On February 1, 2007, the television performance dates of "Flavor of Life" were released through Utada's official site. The first performance aired on CDTV on February 24, 2007, and the final performance aired on Utaban on March 8, 2007. Probably due to its tie-in with Hana Yori Dango 2, the Ballad Version was performed one time more than the Original (for a total of five). There was also another official update on February 1, 2007, that revealed other media Utada would be appearing in, including radio and magazines. Their promotional schedule for these efforts would last from early February to late March.

A PV blog web page was created for "Flavor of Life -ballad version-" on February 9, 2007. "Flavor of Life -ballad version-"'s PV peaked at the number one spot on the Oricon Chart web for most searched, played, and featured PV. Utada also was the most searched artist at the time. It also peaked at number one on Spaceshower TV, and for over a week, was the most downloaded PV on Chaku-Uta.
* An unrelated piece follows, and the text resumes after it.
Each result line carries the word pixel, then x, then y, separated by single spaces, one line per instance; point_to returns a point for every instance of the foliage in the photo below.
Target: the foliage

The PV came in at #3 on Space Shower TV's Hot 100 Videos Year-End Rankings.

There was never a PV made besides the in studio footage accompanying "Flavor of Life -ballad version-."

== Covers ==

In 2014, Hanaregumi recorded the song for Utada Hikaru no Uta, a tribute album celebrating 15 years since Utada's debut.

==Track listing==

"Flavor of Life" (antidote mix) is a CD-only bonus track.

CD single track listing
| No. | Title | Length |
|---|---|---|
| 1. | "Flavor of Life" | 4:47 |
| 2. | "Flavor of Life" (ballad version) | 5:25 |
| 3. | "Flavor of Life" (original karaoke) | 4:49 |
| 4. | "Flavor of Life" (ballad version original karaoke) | 5:25 |
| 5. | "Flavor of Life" (antidote mix) | 5:19 |

==Charts==

Chart performance for "Flavor of Life"
| Chart (2007) | Peak position |
|---|---|
| Oricon weekly singles | 1 |
| Oricon yearly singles | 2 |
| RIAJ Reco-kyō ringtones Top 100 Ballad version; | 1 |
| RIAJ Reco-kyō ringtones Top 100 | 1 |

==Certifications and sales==

Certifications and sales for "Flavor of Life"
| Region | Certification | Certified units/sales |
| Japan (RIAJ) | 2× Platinum | 650,510 |
| Japan (RIAJ) Original version Ringtone | Million | 1,000,000^{*} |
| Japan (RIAJ) Original version Full-length Ringtone | Million | 1,000,000^{*} |
| Japan (RIAJ) Original version PC Download | Platinum | 250,000^{*} |
| Japan (RIAJ) Ballad version Ringtone | 2× Million | 2,000,000^{*} |
| Japan (RIAJ) Ballad version Full-length Ringtone | 3× Platinum | 750,000^{*} |
| Japan (RIAJ) Ballad version PC Download | Gold | 100,000^{*} |
Streaming
| Japan (RIAJ) | Platinum | 100,000,000^{†} |
^{*} Sales figures based on certification alone. ^{†} Streaming-only figures based on certification alone.